I Have Diabetus
/“Hi, I'm Wilford Brimley, and I have diabetes. It hurts me to pee, and it causes me to be short with my family. I can't sleep at night. The other day I stubbed my toe and took it out on the dog. And two weeks ago, I ran out of vanilla ice cream and struck my wife. Then I find out my wife has been dead for six years. Who the hell did I hit?”
- Wilford Brimley (Family Guy Appearance)
Diabetes is a disease in which your blood glucose, or blood sugar, levels are too high. Glucose comes from the foods you eat. Insulin is a hormone that helps the glucose get into your cells to give them energy. With type 1 diabetes, your body does not make insulin. With type 2 diabetes, the more common type, your body does not make or use insulin well. Without enough insulin, the glucose stays in your blood. You can also have prediabetes. This means that your blood sugar is higher than average but not high enough to be called diabetes. Having pre-diabetes puts you at a higher risk of getting type 2 diabetes.
My name is Josh. I am a Type 2 diabetic, and I have done a very shitty job taking care of myself. And by shitty I mean I damn near went into a diabetic coma the other day (Sunday, May 12, 2019) when my blood sugar hit 596 at eight in the morning. If it was that high when I woke up, there was no telling just how high it was when I was asleep.
I shit you not.
If I don’t get these numbers under control, I am going to die.
Period.
Full stop.
Do not pass Go, do not collect two hundred dollars.
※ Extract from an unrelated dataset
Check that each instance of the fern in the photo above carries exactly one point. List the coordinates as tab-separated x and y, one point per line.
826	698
So, for the first time since I was diagnosed with Type 2 diabetes in April of 2004, I am taking all this deadly seriously. And by seriously I’ve gone full “slash and burn” on my food lifestyle.
When I first learned I was diabetic, I made a halfhearted, but successful, go at keeping it under control. In six months, I managed to knock my A1C number from 14.7 to 6.5. Not the 4 – 5.6 which is the normal range but still damn good. After that, I felt invincible and played fast and loose with the old A1C.
What’s A1C?
The A1C test measures what percentage of your hemoglobin — a protein in red blood cells that carries oxygen — is coated with sugar (glycated). The higher your A1C level, the poorer your blood sugar control, and the higher your risk of diabetes complications. For people without diabetes, the normal range for the hemoglobin A1c level is between 4% and 5.6%. Hemoglobin A1c levels between 5.7% and 6.4% mean you have a higher chance of getting diabetes. Levels of 6.5% or higher mean you have diabetes.
- Web MD
So, as you can read, it’s pretty important, and I have treated it like a Rotten Tomatoes score for the better part of a decade. By that I mean I have ignored it since well before 2011.
In the years since my diagnosis, I’ve played lips service to wanting to be healthy by the cold reality is food, specifically high carbohydrate foods, were more important to me. The idea of not eating potatoes and pat (not to mention bread) scared me shitless and made me mad at the universe.
“Why, me, Universe?!” I’d scream internally.
I know it’s just the luck of the draw. The Chaos Factor of genetics and environment. But it still felt like a personal attack, If I did believe in a god, I’d blame them for all of this. But tell the truth and shame the devil, I know it’s all on me.
So, what am I doing about all of this?
Starting Sunday night, but let’s call it Monday morning, I’ve gone almost zero carbs and sugar. I say almost because diabetics can’t go full Keto (no carbs/sugar). We need the carbs and sugar to help regulate our already fucked up body. Going without can be as bad a way too much in it's own messed up way.
The last three days have been hellish. I am suffering from Carb/Sugar Detox, which has resulted in flu-like symptoms. Body aches, joint pains, headaches, dizziness, and severe depression have all been the norm this week.
Yet I still function.
I’m hoping the estimates I’ve been reading about are accurate and that I’ll be past the worst of it tomorrow and feeling almost normal on Friday. I am tentatively targeting Saturday as the day I start the next step.
What’s that? You might ask.
Exercise, a word so vile it should be outlawed on pain of torture!
Yes, I will begin some low impact exercises this weekend. Mostly walking to start, but I’m looking into finding a proper Gym that fits my needs.
I don’t want to do this. I have to do this.
I have to get better.
I like to joke that I’m a bitter old man, but the truth is I’m only forty-two. I should have another good thirty years left to me. I have six kids and my first grandchild on the way, and I’d like to see how things shake out for them for a few more decades.
For the first time in my lazy sedentary life, I want to be healthier.